CS610: Programming For Performance

Course Description

To obtain good performance, one needs to write correct but scalable parallel programs using programming language abstractions like threads. In addition, the developer needs to be aware of and utilize many architecture-specific features like vectorization to extract the full performance potential. In this course, we will discuss programming language abstractions with architecture-aware development to learn to write scalable parallel programs.

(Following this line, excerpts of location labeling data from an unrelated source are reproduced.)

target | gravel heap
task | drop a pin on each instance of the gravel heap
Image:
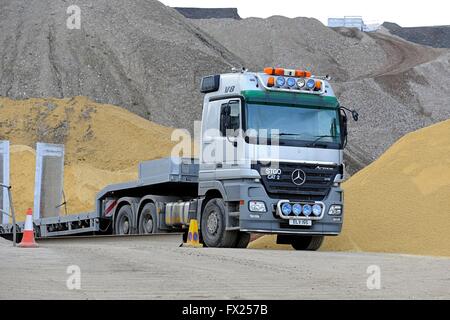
(397, 86)
(209, 13)
(139, 54)
(103, 145)
(437, 37)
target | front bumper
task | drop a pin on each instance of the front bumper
(270, 222)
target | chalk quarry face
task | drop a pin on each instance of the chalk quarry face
(149, 59)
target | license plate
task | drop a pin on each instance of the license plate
(307, 223)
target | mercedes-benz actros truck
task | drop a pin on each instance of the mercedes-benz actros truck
(271, 162)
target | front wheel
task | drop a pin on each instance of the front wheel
(213, 226)
(308, 243)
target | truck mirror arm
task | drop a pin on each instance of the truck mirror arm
(355, 114)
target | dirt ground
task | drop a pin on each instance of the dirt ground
(160, 269)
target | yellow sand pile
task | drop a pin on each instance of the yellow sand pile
(103, 145)
(400, 203)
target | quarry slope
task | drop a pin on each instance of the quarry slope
(149, 59)
(397, 86)
(400, 203)
(437, 37)
(103, 145)
(139, 54)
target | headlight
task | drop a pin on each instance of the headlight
(310, 84)
(297, 209)
(257, 206)
(307, 209)
(280, 81)
(301, 82)
(335, 210)
(286, 209)
(317, 210)
(291, 82)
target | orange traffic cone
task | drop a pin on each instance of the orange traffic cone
(193, 235)
(28, 233)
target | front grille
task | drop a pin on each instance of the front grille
(319, 180)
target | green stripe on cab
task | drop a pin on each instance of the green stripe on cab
(305, 99)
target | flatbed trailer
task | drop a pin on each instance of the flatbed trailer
(167, 179)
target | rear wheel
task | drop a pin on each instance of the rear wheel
(124, 221)
(308, 243)
(147, 220)
(213, 226)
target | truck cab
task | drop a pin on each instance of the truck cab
(271, 158)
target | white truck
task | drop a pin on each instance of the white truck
(271, 161)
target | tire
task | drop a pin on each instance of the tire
(308, 243)
(243, 240)
(124, 221)
(213, 225)
(148, 222)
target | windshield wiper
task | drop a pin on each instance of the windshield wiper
(314, 143)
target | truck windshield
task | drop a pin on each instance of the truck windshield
(294, 125)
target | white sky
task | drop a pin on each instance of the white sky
(407, 13)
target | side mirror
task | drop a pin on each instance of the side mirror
(225, 119)
(344, 126)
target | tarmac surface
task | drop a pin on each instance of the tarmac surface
(157, 268)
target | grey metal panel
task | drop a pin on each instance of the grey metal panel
(48, 185)
(169, 169)
(4, 179)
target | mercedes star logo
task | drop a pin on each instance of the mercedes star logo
(298, 177)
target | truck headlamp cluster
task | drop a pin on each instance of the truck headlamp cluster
(297, 209)
(291, 82)
(310, 84)
(317, 210)
(301, 83)
(293, 79)
(257, 206)
(335, 210)
(281, 81)
(286, 208)
(301, 209)
(307, 210)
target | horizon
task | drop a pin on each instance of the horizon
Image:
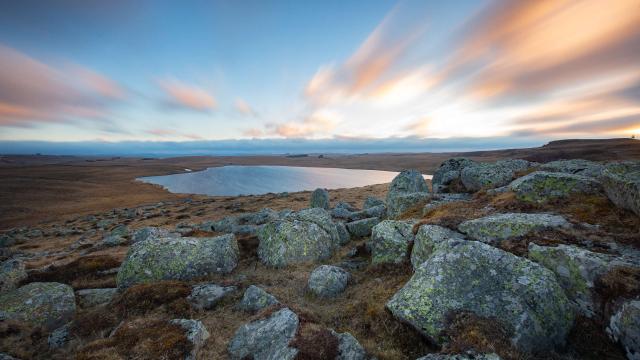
(407, 76)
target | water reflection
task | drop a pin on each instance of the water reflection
(255, 180)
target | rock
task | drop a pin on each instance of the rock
(576, 270)
(406, 191)
(362, 228)
(541, 186)
(574, 166)
(150, 232)
(343, 233)
(12, 273)
(390, 242)
(493, 229)
(94, 297)
(427, 239)
(328, 281)
(320, 198)
(475, 277)
(448, 173)
(255, 299)
(308, 235)
(621, 183)
(206, 296)
(348, 347)
(400, 204)
(372, 201)
(624, 327)
(195, 332)
(46, 304)
(266, 339)
(178, 259)
(59, 337)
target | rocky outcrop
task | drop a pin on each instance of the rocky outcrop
(621, 183)
(328, 281)
(427, 239)
(495, 228)
(46, 304)
(207, 296)
(320, 199)
(542, 186)
(178, 259)
(407, 190)
(266, 339)
(448, 174)
(308, 235)
(255, 299)
(624, 328)
(390, 242)
(470, 276)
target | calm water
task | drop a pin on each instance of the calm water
(255, 180)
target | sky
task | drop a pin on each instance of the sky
(326, 72)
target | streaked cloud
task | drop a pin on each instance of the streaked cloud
(187, 96)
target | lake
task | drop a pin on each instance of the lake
(256, 180)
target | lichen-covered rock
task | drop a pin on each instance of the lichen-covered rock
(495, 228)
(427, 239)
(49, 305)
(94, 297)
(195, 332)
(577, 270)
(348, 347)
(320, 199)
(178, 259)
(151, 232)
(574, 166)
(266, 339)
(447, 173)
(328, 281)
(621, 183)
(206, 296)
(12, 272)
(624, 327)
(304, 236)
(390, 241)
(362, 228)
(542, 186)
(255, 299)
(474, 277)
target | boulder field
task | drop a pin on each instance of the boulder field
(540, 252)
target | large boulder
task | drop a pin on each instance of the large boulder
(266, 339)
(304, 236)
(624, 327)
(390, 242)
(427, 239)
(319, 198)
(448, 173)
(543, 186)
(577, 271)
(49, 305)
(493, 229)
(12, 272)
(621, 183)
(178, 259)
(470, 276)
(328, 281)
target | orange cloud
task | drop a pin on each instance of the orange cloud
(187, 96)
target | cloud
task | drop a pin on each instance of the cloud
(32, 92)
(187, 96)
(244, 108)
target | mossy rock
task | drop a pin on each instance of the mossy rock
(178, 259)
(470, 276)
(46, 304)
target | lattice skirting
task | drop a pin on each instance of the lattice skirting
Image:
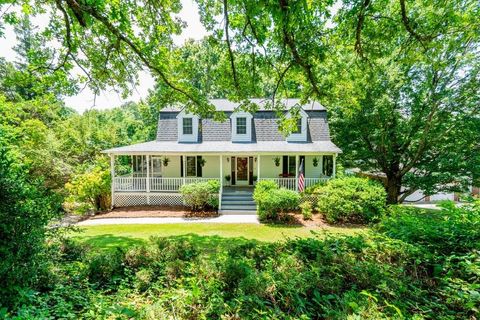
(153, 199)
(313, 199)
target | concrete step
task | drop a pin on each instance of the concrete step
(246, 198)
(226, 202)
(237, 212)
(239, 206)
(237, 193)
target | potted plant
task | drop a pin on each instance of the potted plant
(276, 160)
(165, 161)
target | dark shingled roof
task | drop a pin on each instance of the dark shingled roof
(265, 127)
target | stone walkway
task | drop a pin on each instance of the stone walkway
(230, 218)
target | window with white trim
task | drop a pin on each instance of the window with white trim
(300, 133)
(241, 125)
(187, 125)
(191, 166)
(299, 126)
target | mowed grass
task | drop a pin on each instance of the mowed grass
(110, 236)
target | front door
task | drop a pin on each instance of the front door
(242, 171)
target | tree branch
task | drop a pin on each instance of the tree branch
(358, 32)
(289, 40)
(115, 31)
(229, 46)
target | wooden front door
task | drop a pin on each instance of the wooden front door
(242, 170)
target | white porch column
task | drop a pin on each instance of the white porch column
(148, 179)
(221, 184)
(184, 168)
(296, 172)
(334, 165)
(258, 167)
(112, 172)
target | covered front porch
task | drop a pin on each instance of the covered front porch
(152, 178)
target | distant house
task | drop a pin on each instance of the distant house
(245, 148)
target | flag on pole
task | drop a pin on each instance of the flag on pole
(301, 178)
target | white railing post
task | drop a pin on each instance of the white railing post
(334, 165)
(148, 180)
(112, 172)
(184, 168)
(221, 184)
(296, 172)
(258, 167)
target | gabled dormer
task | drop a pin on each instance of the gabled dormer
(241, 126)
(300, 134)
(187, 127)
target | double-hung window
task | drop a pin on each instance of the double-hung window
(191, 166)
(299, 126)
(187, 126)
(241, 125)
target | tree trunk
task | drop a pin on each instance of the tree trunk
(394, 185)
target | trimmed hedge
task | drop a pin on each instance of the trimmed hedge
(273, 201)
(201, 195)
(351, 199)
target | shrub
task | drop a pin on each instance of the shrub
(90, 189)
(201, 195)
(351, 199)
(273, 201)
(306, 210)
(447, 231)
(26, 208)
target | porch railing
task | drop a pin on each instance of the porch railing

This course will involve programming assignments to use the concepts learnt in class and appreciate the challenges in extracting performance.

Course Content

The​ course​ will​ ​primarily focus on the ​following topics.

  • Introduction: Challenges in parallel programming, correctness and performance errors, understanding performance, performance models
  • Exploit spatial and temporal locality with caches, analytical cache miss analysis
  • Shared-memory programming with Pthreads
  • Compiler transformations: Dependence analysis, Loop transformations
  • Compiler vectorization: vector ISA, auto-vectorizing compiler, vector intrinsics, assembly
  • OpenMP: Core and  Advanced OpenMP
  • Parallel Programming Models and Patterns: Intel Threading Building Blocks
  • GPU architecture and CUDA Programming
  • Performance bottleneck analysis: PAPI counters, performance analysis tools

We might add new, drop existing, or reorder topics depending on progress and class feedback.

The course may also involve reading and critiquing related research papers.